Of course, one must add: This works so well because the individual necessary code components are essentially available 1:1 in the training material. It is certainly not the case that all game developers are now suddenly facing unemployment.
At the same time, one should not downplay the significance of such a one-prompt game. We must not forget what programming such a game would have looked like until recently. Ethan Mollick has provided a nice comparison here] While ChatGPT back then still had considerable problems implementing the ship catalog from Homer's Iliad 2.494-759 as an interactive map, the AI agent Manus today succeeds immediately. Accordingly, one must also clearly state that until recently, a game like the one presented here simply could not have been created without proper prior knowledge, even with the help of a large language model. We don't even see yet the actual economic consequences of the potential that large language models already bring. The list of websites of comparable quality that are still commissioned today for thousands of euros daily is enormous. (Not to mention the hundreds of thousands that the German federal government recently put into the development of games - such as this one or that one.)
Above all, in my eyes, attention should be paid to how creatively my paper has been developed further here. The basic idea behind the implementation as a game - that is, the dynamic that on the one hand you gain points the more 'influence' you get in the community, but on the other hand you also receive minus points when you draw unwanted attention to yourself - is simply great. This is exactly the kind of dilemma that a person like the Apostle Paul would have been in. And I think that a great added value for students lies in being sensitized to this problem (which does not affect us at all today in our comfortable situation!) through such a game.
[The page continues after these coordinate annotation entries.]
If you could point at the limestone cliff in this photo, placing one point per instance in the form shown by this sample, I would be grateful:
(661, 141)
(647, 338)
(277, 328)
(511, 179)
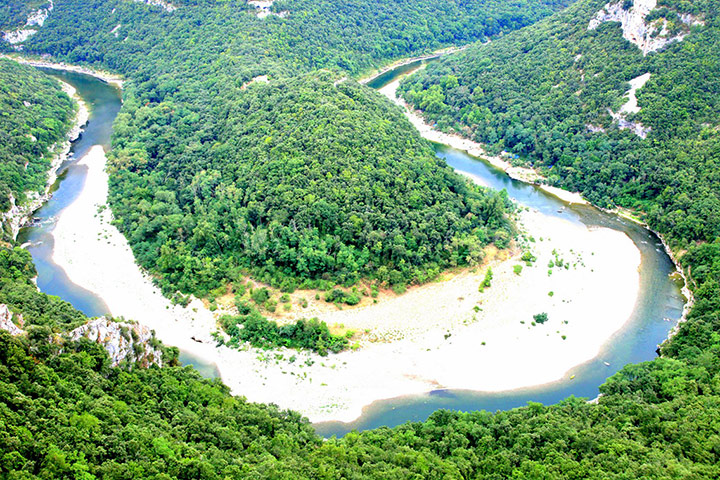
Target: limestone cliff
(7, 323)
(649, 36)
(122, 341)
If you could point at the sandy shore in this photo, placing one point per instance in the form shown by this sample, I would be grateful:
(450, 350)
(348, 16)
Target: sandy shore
(18, 215)
(446, 334)
(36, 62)
(474, 148)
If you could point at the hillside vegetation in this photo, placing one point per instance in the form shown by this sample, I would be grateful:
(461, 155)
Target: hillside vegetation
(317, 181)
(209, 181)
(64, 413)
(35, 114)
(545, 94)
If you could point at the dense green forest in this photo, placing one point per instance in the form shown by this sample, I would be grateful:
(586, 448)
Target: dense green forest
(543, 94)
(208, 181)
(318, 180)
(35, 114)
(14, 14)
(65, 414)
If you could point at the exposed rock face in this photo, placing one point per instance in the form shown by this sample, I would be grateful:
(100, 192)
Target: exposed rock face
(20, 214)
(648, 36)
(263, 8)
(6, 321)
(35, 19)
(631, 107)
(167, 6)
(121, 340)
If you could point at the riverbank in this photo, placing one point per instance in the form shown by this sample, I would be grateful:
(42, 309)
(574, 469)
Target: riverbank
(446, 334)
(406, 61)
(475, 149)
(19, 215)
(105, 76)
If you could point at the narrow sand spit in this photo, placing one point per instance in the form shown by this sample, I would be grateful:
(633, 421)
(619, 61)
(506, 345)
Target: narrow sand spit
(447, 334)
(473, 148)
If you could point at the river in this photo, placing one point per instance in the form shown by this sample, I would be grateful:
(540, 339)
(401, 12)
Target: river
(657, 310)
(104, 102)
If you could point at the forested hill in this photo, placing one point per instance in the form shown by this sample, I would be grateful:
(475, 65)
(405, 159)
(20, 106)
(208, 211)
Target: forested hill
(317, 180)
(35, 114)
(214, 173)
(548, 93)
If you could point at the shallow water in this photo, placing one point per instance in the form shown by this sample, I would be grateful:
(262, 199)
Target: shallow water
(657, 310)
(104, 102)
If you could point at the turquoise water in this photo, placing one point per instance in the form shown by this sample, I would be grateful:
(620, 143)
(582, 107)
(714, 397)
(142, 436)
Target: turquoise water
(658, 308)
(104, 102)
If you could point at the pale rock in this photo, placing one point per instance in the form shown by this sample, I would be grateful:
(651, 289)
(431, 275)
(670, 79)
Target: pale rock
(648, 37)
(6, 321)
(120, 341)
(35, 19)
(167, 6)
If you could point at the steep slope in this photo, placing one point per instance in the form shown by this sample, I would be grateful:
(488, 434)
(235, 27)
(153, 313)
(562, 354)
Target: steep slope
(561, 95)
(36, 117)
(316, 181)
(188, 150)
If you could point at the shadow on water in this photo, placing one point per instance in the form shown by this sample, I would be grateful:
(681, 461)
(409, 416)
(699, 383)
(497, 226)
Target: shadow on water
(657, 310)
(104, 102)
(659, 297)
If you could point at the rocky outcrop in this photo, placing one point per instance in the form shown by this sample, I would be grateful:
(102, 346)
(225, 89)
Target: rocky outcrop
(20, 214)
(122, 341)
(263, 8)
(648, 36)
(165, 5)
(35, 19)
(632, 107)
(7, 323)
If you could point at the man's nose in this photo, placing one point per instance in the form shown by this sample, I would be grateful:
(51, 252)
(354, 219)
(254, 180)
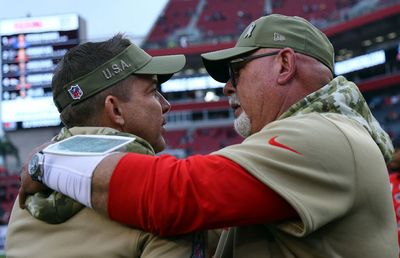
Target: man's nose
(165, 105)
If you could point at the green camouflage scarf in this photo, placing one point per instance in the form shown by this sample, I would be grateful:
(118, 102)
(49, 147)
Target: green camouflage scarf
(343, 97)
(53, 207)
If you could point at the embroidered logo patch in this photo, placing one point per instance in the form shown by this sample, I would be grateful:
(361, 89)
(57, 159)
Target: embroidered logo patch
(250, 30)
(75, 91)
(279, 37)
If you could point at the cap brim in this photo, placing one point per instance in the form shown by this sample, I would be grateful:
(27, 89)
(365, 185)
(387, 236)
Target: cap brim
(216, 63)
(163, 66)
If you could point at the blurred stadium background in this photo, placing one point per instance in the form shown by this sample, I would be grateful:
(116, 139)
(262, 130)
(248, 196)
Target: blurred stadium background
(365, 34)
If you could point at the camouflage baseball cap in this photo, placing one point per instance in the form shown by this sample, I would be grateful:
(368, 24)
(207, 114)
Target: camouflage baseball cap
(132, 60)
(273, 31)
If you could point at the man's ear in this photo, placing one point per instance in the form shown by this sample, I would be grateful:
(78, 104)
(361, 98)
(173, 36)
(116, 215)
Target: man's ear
(114, 110)
(287, 59)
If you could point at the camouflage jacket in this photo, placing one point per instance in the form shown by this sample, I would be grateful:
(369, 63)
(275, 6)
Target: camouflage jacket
(53, 207)
(343, 97)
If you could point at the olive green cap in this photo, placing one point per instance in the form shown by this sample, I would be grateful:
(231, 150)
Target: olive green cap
(132, 60)
(273, 31)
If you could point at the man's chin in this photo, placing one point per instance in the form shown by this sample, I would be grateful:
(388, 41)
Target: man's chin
(242, 125)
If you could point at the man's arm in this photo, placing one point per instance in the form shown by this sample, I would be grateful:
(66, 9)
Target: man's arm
(101, 180)
(170, 196)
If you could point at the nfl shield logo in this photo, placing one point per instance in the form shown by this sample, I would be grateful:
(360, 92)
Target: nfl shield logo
(75, 91)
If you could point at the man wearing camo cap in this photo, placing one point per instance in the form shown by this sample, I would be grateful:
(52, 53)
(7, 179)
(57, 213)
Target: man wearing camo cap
(309, 180)
(107, 88)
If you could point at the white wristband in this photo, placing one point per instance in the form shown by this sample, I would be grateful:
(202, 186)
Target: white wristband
(71, 175)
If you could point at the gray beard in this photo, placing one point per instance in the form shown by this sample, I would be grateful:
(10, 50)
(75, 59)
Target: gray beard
(242, 125)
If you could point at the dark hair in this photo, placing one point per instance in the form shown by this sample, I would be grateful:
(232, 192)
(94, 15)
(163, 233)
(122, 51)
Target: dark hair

In addition, there is basically the potential to convey historical facts and connections in this way. Of course, one would still need to make some improvements, because some of the scenarios quickly designed by Claude are historically quite inaccurate (the Roman triumph procession, for example, was only celebrated in Rome!). But here too, one should beware of academic arrogance. Because on the one hand, I find it quite impressive that the game calculates an action with different risks depending on the locality (due to differently sized Roman presence) in a historically sensitive way. This is a quite successful implementation of an argument from my paper that has been given too little consideration in research so far.
And finally, the historical distortions also contain a quite salutary challenge to the assumptions with which we as historians work. In our work, we often all too readily forget that we apply anachronistic categories to our source texts, which might often not have been comprehensible to people in antiquity. So it is true that in the game, some religious ideas and some political events from the Greco-Roman environment are 'wrongly' conceptualized. On the other hand, it is not so unrealistic that someone like Paul - who would have analyzed his environment from up close, but with a correspondingly limited perspective - would have entered into interaction with Roman imperial ideology partly with a quite similarly distorted perception.